Last Updated: Friday - 09/24/2010
Week of July 12, 2004
Columnist bound for Guatemala
Fr. Jacques needs truck to visit isolated villages
A Missionary's Musings
By FR. JACQUES JOHNSON
After four months in Guatemala I'm back in Alberta for a few weeks to put my affairs in order as soon I'll return to Guatemala to begin a new missionary venture after having served as a priest in Alberta for 40 years.
I look forward to this new challenge and I can hardly wait to be there as a member of a team of three Oblates serving 65 villages with headquarters at Chicaman, a community of some 2,000 people in the northern part of the country. I've already spent four months in this Central American country, mostly studying Spanish and getting to know the country and the people I will soon begin to serve.
A friend asked me: "What will you do there? Why a Canadian? Why you?" Good questions. The Oblates are an international missionary congregation serving in about 60 countries worldwide.
Missionaries from various European countries have established the Church over the past few hundred years in all areas of our vast country. For a missionary congregation such as the Oblates, to go abroad and live with the people and die with them is a normal process. It started with Peter and Paul and James and many other disciples of Christ some 2,000 years ago who left home, family and country to bring the Good News of life and salvation to all peoples of the earth.

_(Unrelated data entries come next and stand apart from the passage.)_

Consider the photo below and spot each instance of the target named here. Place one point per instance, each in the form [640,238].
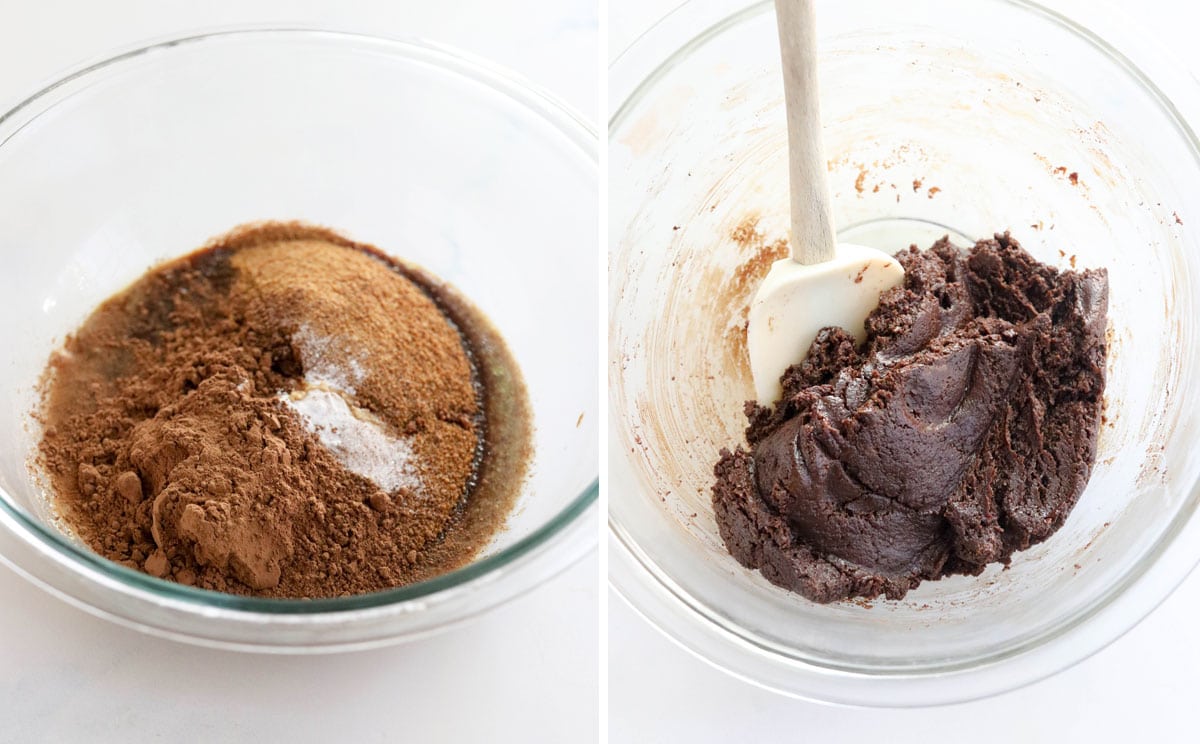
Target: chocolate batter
[964,430]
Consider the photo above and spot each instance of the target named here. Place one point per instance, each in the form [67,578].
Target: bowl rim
[539,102]
[705,633]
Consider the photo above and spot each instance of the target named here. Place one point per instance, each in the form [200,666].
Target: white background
[527,672]
[1144,688]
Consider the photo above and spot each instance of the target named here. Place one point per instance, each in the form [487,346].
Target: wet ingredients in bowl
[285,413]
[964,430]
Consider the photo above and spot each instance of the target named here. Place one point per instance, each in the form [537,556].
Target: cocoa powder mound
[281,414]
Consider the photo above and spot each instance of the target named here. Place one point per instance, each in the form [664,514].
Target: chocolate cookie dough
[961,431]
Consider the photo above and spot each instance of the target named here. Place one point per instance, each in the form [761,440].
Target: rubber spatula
[823,283]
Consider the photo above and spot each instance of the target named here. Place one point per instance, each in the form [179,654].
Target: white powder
[357,438]
[324,364]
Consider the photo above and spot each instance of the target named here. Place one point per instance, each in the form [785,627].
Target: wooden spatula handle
[813,237]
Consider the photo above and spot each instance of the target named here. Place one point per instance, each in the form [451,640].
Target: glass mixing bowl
[941,117]
[437,159]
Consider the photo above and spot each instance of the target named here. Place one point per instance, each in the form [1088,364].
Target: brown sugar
[285,413]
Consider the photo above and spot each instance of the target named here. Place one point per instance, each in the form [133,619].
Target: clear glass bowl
[442,160]
[941,117]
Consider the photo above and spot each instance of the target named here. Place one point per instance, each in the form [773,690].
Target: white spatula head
[797,300]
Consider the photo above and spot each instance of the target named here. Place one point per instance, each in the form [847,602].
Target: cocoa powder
[285,413]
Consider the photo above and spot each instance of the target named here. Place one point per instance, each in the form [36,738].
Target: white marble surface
[1140,689]
[526,672]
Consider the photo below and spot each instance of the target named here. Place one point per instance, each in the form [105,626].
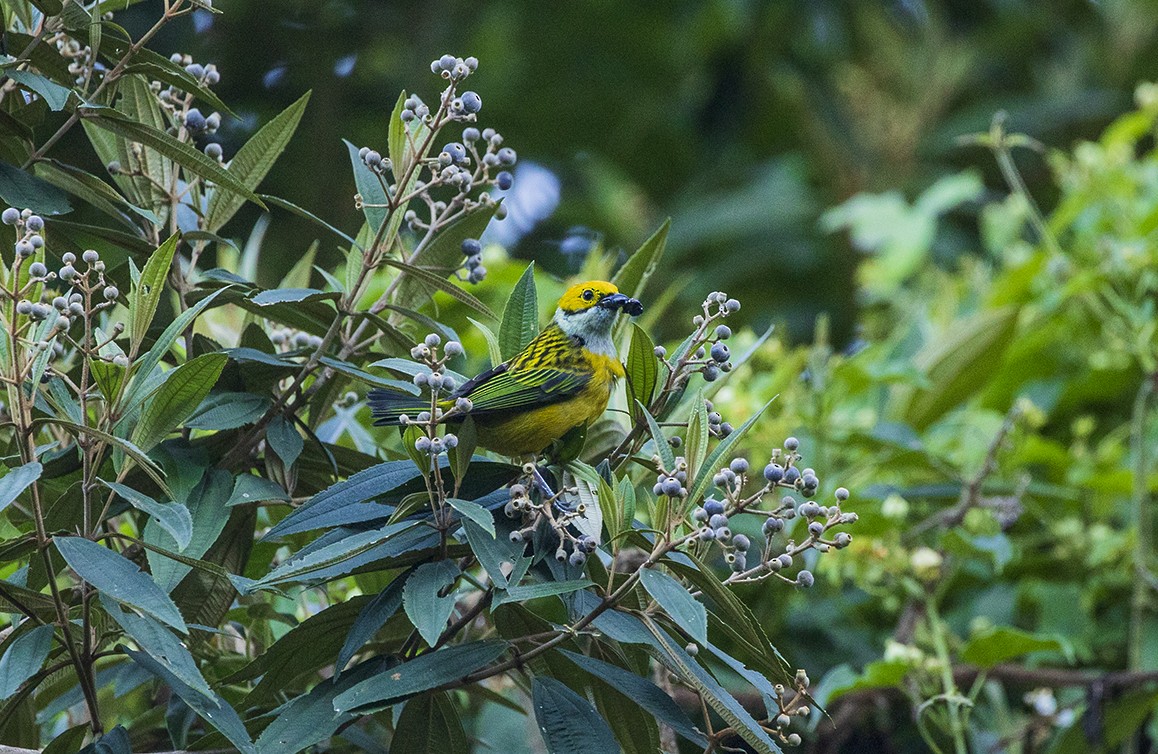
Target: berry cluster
[738,497]
[710,354]
[453,180]
[572,547]
[439,383]
[88,290]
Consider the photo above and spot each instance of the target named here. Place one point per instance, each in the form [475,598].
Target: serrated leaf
[492,342]
[642,366]
[180,152]
[22,658]
[372,616]
[284,440]
[162,645]
[520,316]
[567,722]
[423,673]
[254,161]
[180,395]
[16,481]
[643,693]
[215,711]
[173,517]
[678,602]
[430,723]
[426,607]
[118,578]
[146,294]
[475,512]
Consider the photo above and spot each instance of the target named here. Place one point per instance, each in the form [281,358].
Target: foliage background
[747,123]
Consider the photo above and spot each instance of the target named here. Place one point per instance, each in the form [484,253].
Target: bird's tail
[387,405]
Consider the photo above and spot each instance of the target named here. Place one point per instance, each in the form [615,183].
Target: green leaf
[679,604]
[146,294]
[960,363]
[725,446]
[430,723]
[642,366]
[162,645]
[567,722]
[173,517]
[118,578]
[254,161]
[180,152]
[55,95]
[22,189]
[1005,643]
[643,693]
[426,607]
[22,658]
[520,317]
[16,481]
[130,449]
[697,436]
[441,284]
[182,392]
[711,692]
[369,187]
[525,592]
[372,617]
[492,342]
[143,368]
[634,275]
[284,440]
[228,411]
[662,447]
[423,673]
[215,711]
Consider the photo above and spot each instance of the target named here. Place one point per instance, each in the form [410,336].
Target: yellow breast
[534,430]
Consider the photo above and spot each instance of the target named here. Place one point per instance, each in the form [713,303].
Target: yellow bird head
[587,310]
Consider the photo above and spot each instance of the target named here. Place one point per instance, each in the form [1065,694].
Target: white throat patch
[593,326]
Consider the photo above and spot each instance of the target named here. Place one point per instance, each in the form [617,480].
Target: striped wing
[505,389]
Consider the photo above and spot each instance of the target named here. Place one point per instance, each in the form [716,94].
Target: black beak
[621,301]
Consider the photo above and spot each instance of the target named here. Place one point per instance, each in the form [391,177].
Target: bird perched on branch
[562,380]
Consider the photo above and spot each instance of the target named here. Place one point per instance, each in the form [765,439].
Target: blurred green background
[741,119]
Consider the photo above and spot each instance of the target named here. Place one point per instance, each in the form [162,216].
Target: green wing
[505,389]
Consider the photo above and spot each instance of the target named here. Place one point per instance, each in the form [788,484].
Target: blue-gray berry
[471,102]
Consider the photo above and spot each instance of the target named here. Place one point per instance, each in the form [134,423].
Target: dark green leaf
[16,481]
[180,395]
[22,189]
[146,294]
[520,317]
[254,161]
[173,517]
[679,604]
[118,578]
[642,366]
[643,693]
[22,657]
[215,711]
[161,645]
[567,722]
[1005,643]
[369,620]
[423,673]
[426,607]
[430,723]
[177,151]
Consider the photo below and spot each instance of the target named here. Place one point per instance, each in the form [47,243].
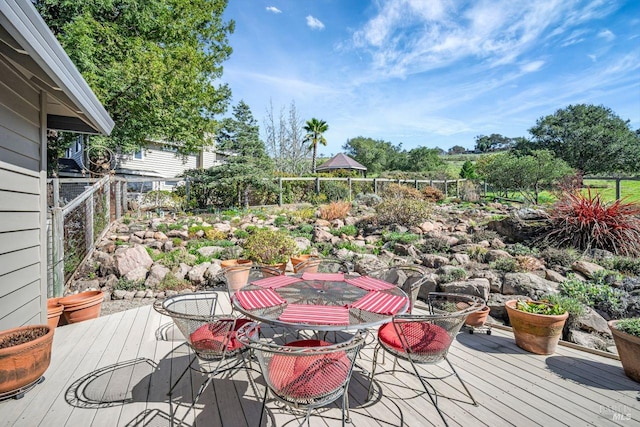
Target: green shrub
[399,191]
[404,238]
[508,265]
[267,246]
[347,230]
[171,283]
[630,326]
[129,285]
[559,257]
[407,212]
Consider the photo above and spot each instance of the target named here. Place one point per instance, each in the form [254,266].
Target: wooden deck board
[139,354]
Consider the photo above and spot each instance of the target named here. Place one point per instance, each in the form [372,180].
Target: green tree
[152,64]
[529,174]
[241,133]
[590,138]
[468,170]
[315,128]
[493,142]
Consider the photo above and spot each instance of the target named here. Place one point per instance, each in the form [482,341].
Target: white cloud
[531,67]
[412,36]
[607,35]
[314,23]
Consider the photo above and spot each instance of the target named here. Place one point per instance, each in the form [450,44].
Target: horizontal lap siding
[20,201]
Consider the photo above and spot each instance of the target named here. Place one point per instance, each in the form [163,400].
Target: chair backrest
[324,265]
[427,337]
[210,336]
[307,372]
[408,277]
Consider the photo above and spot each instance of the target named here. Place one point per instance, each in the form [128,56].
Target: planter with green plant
[537,325]
[626,334]
[270,247]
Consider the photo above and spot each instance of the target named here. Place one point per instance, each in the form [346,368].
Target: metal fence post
[57,250]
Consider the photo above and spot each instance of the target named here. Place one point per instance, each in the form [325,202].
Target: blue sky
[433,72]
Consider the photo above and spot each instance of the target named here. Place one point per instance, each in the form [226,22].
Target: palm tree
[315,128]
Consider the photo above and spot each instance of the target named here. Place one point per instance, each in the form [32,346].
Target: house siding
[21,195]
[157,162]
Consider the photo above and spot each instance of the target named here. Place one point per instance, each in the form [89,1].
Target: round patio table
[321,301]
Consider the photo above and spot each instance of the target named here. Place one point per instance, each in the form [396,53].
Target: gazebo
[341,161]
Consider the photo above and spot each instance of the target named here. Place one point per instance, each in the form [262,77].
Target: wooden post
[57,250]
[88,219]
[56,192]
[118,199]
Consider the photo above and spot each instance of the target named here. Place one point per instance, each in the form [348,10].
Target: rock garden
[492,250]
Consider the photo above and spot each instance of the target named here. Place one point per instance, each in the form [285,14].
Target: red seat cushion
[308,376]
[211,336]
[422,337]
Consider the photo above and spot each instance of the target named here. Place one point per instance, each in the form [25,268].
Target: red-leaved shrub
[586,221]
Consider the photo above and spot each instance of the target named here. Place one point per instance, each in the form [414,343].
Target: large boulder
[478,287]
[131,258]
[527,284]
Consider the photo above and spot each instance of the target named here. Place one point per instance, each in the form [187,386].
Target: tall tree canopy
[315,129]
[152,64]
[590,138]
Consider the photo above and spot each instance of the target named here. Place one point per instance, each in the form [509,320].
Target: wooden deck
[116,371]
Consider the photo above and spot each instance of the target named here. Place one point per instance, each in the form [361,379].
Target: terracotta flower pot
[82,306]
[537,333]
[23,364]
[296,260]
[478,318]
[54,311]
[628,349]
[236,272]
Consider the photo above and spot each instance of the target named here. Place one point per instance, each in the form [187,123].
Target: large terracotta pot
[54,311]
[23,364]
[82,306]
[299,259]
[236,272]
[478,318]
[537,333]
[629,351]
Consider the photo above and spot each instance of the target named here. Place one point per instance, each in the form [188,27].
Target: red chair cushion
[308,376]
[422,337]
[211,336]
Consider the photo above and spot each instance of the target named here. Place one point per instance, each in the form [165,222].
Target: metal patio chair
[211,336]
[302,373]
[324,265]
[408,277]
[425,339]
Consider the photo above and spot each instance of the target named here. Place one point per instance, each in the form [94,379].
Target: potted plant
[270,247]
[54,311]
[82,306]
[626,334]
[537,325]
[299,259]
[236,272]
[25,353]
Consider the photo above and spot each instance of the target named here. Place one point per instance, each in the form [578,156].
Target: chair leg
[461,382]
[373,371]
[181,375]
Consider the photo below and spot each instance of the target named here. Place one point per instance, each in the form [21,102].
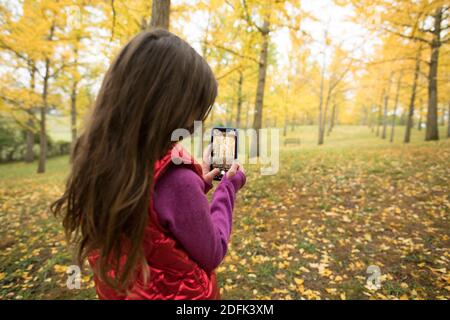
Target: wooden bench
[295,141]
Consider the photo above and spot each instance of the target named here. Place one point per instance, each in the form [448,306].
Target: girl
[144,223]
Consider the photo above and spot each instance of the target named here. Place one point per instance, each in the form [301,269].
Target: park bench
[294,141]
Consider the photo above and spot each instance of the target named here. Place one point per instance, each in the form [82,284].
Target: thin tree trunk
[160,14]
[333,116]
[394,115]
[239,103]
[73,98]
[419,122]
[262,71]
[432,132]
[324,117]
[29,154]
[321,98]
[43,113]
[73,111]
[379,114]
[448,121]
[247,116]
[386,101]
[43,110]
[409,121]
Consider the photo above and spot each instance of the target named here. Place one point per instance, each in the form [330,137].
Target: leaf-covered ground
[309,232]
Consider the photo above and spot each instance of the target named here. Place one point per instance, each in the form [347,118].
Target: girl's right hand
[235,167]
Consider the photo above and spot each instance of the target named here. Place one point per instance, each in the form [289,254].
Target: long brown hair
[156,84]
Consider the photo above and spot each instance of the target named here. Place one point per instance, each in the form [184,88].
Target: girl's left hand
[208,175]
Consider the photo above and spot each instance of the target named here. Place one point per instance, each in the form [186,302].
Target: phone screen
[224,149]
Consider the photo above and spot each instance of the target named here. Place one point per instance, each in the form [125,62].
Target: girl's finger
[233,170]
[207,154]
[210,175]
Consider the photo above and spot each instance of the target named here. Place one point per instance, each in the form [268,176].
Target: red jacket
[173,274]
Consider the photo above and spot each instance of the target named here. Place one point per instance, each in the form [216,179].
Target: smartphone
[224,149]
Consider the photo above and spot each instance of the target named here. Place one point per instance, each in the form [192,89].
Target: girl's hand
[208,175]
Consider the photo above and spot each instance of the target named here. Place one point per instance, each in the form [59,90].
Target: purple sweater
[203,229]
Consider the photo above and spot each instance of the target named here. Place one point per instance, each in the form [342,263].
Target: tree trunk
[73,111]
[448,121]
[333,116]
[394,115]
[409,121]
[322,84]
[379,114]
[262,71]
[386,101]
[419,122]
[324,118]
[160,14]
[43,112]
[239,104]
[29,153]
[432,132]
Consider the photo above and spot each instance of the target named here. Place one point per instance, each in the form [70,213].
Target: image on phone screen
[224,149]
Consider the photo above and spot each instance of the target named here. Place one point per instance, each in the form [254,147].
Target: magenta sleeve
[203,229]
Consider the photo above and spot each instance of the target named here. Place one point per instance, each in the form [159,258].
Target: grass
[308,232]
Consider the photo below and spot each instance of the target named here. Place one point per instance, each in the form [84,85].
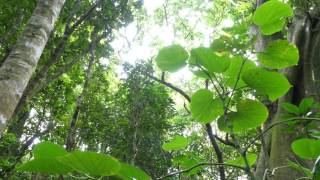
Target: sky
[130,49]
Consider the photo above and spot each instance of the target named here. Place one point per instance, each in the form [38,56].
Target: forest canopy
[160,89]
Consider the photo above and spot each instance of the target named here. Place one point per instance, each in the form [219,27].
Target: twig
[199,165]
[279,123]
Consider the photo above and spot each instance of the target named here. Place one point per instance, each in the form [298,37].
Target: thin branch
[180,91]
[279,123]
[199,165]
[226,142]
[237,81]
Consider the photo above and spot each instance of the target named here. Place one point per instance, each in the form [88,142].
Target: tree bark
[305,80]
[19,66]
[70,141]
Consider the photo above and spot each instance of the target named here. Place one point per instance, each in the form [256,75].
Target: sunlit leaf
[265,82]
[250,114]
[94,164]
[172,58]
[279,54]
[232,74]
[177,143]
[47,149]
[45,166]
[204,108]
[211,61]
[128,172]
[271,16]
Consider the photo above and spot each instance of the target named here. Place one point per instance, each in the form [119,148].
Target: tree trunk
[70,141]
[305,81]
[18,67]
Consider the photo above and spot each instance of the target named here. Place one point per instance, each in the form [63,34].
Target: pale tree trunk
[71,139]
[305,80]
[18,67]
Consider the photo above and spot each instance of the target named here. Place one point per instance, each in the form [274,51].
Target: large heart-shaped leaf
[204,108]
[177,143]
[212,62]
[94,164]
[279,54]
[306,148]
[250,114]
[45,160]
[172,58]
[45,166]
[47,149]
[233,72]
[128,172]
[271,16]
[265,82]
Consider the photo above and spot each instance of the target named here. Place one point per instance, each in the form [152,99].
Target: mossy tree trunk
[21,62]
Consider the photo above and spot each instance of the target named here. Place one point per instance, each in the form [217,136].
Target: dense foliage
[245,107]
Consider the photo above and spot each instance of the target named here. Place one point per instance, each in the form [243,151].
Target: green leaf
[240,162]
[46,166]
[128,172]
[47,149]
[212,62]
[187,161]
[291,108]
[172,58]
[45,160]
[306,148]
[271,16]
[204,108]
[300,168]
[279,54]
[231,75]
[177,143]
[306,105]
[94,164]
[265,82]
[316,170]
[250,114]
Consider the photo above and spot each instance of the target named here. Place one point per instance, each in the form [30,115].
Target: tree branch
[199,165]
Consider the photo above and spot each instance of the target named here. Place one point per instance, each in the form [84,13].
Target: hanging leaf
[271,16]
[240,162]
[279,54]
[94,164]
[204,108]
[45,160]
[172,58]
[265,82]
[187,161]
[212,62]
[45,166]
[306,105]
[232,73]
[128,172]
[250,114]
[177,143]
[291,108]
[306,148]
[48,149]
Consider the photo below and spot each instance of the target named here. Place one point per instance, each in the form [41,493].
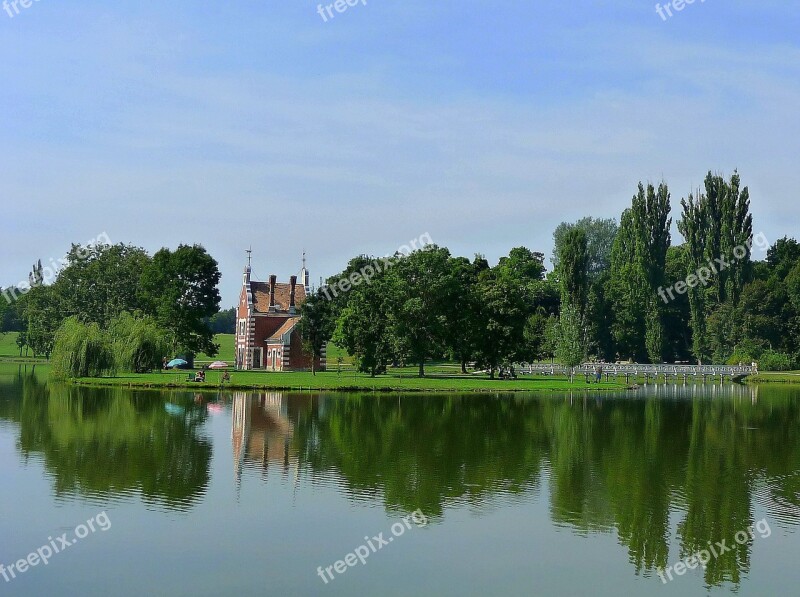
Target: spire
[305,278]
[247,270]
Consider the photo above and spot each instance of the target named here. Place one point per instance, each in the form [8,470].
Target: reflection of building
[262,432]
[267,334]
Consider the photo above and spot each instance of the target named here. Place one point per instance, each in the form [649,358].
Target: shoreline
[495,387]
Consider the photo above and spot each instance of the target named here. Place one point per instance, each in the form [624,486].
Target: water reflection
[109,444]
[668,468]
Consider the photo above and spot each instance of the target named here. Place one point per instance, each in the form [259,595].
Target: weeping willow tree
[138,344]
[81,350]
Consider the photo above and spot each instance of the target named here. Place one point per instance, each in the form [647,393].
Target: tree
[638,266]
[651,213]
[717,225]
[573,270]
[101,281]
[316,325]
[462,334]
[600,235]
[139,345]
[363,325]
[428,288]
[223,322]
[81,350]
[502,313]
[570,346]
[180,290]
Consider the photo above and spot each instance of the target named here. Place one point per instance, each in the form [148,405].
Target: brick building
[267,334]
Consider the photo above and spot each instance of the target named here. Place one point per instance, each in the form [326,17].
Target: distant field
[257,380]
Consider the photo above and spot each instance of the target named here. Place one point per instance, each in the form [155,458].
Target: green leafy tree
[716,224]
[100,282]
[179,288]
[363,326]
[316,325]
[600,235]
[81,350]
[425,304]
[573,270]
[570,344]
[463,332]
[139,345]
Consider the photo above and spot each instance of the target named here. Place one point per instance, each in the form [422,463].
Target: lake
[671,490]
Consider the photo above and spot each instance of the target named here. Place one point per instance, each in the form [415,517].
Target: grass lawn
[775,377]
[349,381]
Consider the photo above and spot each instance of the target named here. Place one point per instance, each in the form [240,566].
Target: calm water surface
[249,493]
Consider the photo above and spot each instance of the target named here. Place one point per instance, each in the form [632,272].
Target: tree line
[116,306]
[618,291]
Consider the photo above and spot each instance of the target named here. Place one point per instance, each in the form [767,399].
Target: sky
[482,124]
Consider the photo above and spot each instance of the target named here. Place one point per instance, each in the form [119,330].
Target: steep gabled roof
[286,328]
[282,294]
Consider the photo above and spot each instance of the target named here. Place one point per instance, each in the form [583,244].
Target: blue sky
[257,123]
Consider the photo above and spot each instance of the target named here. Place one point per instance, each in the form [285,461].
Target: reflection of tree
[113,442]
[423,453]
[613,463]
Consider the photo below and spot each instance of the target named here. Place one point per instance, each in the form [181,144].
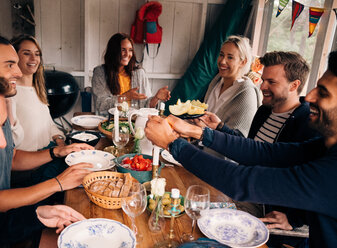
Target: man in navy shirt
[296,175]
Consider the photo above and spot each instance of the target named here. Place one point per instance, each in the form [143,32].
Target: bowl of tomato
[138,165]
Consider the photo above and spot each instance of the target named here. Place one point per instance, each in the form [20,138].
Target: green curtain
[203,68]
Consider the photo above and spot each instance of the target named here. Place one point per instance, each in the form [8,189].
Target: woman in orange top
[119,75]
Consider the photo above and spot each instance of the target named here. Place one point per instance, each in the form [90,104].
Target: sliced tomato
[127,161]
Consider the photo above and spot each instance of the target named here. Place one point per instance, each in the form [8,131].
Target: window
[275,34]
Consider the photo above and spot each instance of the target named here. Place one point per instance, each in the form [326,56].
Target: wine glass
[123,105]
[134,205]
[120,138]
[196,200]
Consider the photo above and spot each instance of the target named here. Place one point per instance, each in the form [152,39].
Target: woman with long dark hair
[119,75]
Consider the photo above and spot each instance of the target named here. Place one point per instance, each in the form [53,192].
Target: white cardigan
[34,118]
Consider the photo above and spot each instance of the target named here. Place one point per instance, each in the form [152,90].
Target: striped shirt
[272,126]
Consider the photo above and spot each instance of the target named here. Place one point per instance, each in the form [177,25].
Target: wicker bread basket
[103,201]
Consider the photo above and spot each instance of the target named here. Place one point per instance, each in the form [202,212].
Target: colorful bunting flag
[297,10]
[282,4]
[314,16]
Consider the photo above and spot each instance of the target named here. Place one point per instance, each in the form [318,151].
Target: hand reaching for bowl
[184,128]
[159,131]
[73,176]
[162,94]
[62,151]
[209,119]
[277,219]
[133,94]
[58,216]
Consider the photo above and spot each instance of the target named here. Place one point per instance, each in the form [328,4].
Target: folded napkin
[222,205]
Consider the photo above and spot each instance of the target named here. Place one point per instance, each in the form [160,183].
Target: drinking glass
[123,105]
[122,139]
[197,199]
[134,205]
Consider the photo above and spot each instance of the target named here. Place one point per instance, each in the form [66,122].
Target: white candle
[175,193]
[116,123]
[155,160]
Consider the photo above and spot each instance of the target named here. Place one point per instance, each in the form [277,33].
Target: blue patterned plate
[234,228]
[203,243]
[93,233]
[101,160]
[87,121]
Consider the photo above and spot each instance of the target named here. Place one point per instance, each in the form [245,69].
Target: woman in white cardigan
[32,126]
[232,96]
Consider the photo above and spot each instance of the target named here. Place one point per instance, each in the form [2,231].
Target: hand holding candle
[116,124]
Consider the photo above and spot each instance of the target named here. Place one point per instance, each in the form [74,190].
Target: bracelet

I've always wanted to go abroad as a missionary. Shortly after my ordination I was asked by our superior general in Rome where I wanted to go. I told him that I'd like to go to Bolivia. He told me that since I come from a country that still requested missionaries from Europe and since I knew French and English I should return home. I was happy to come home where I've served for 40 years. However, I guess that after these many years I've earned the privilege of serving abroad and I'm most happy for it.
"What am I going to do there?" With God's help I will be a brother to the people I'm sent to. I will love them with all my heart and I will give my life in serving them the best I can. I hope to learn much from them. I want to spend a lot of time listening to them, getting to know them and building deep bonds of respect and love. I intend at first not to be their teacher but their student, receiving from them wisdom, knowledge and love. As I know that the people will be Good News to me, I pray I can also be Good News to them by reflecting by my life the love and respect Jesus continues to have for me in spite of my failings.
The people I'm sent to are a people who have experienced great suffering as they saw their own flesh and blood slaughtered savagely, helpless victims of the worst barbarism ever inflicted on an innocent people. I hope to be worthy of their trust and of their love. And as I move on, a living connection persists with another suffering and most gentle, loving people, the Lubicon of northern Alberta that I was blessed to know and to journey with for over two decades. As I visited them last week, I bade them farewell for awhile. They will continue to be in my prayer and part of my life.
The local superior in Guatemala asked me if I'd take care of the community of Chicaman as well as a number of outlying communities. I told him that my preference would be to minister to the far-flung communities that don't have a priest's visit very often. I would like to visit all the homes and listen to people telling their needs and hopes, and how they would see me minister to them. I'm not 100 per cent comfortable with Spanish yet and would prefer taking on smaller communities at first, reaching out to the most distant and harder to reach.
And this brings me to a concrete issue that may concern you, dear reader. To travel on the primitive roads common in that area of the world, one needs a four-wheel drive truck. My two Oblate brothers in Chicaman already have trucks to go to their mission areas. I imagine that I also will be designated some 20 villages to minister to.
I wouldn't mind walking but this would not be a wise use of my time. I'll need wheels that the Oblate delegation in Guatemala cannot afford. How will I secure such a vehicle? With you and with God, everything is possible. I invite you to be our partners in mission.
Should you wish to help us, please send a prayer and a cheque to Missionary Oblates, 21 Meadowview Drive, St. Albert, AB T8N 2R9. The money will follow me in the mission field: you will get a receipt for income tax purposes, my gratitude and that of the people as well as my constant prayer.
And I will get a truck that will bring me to the jungles of Guatemala, bringing the love of Christ expressed by your own love and compassion for the poorest peoples of the Americas.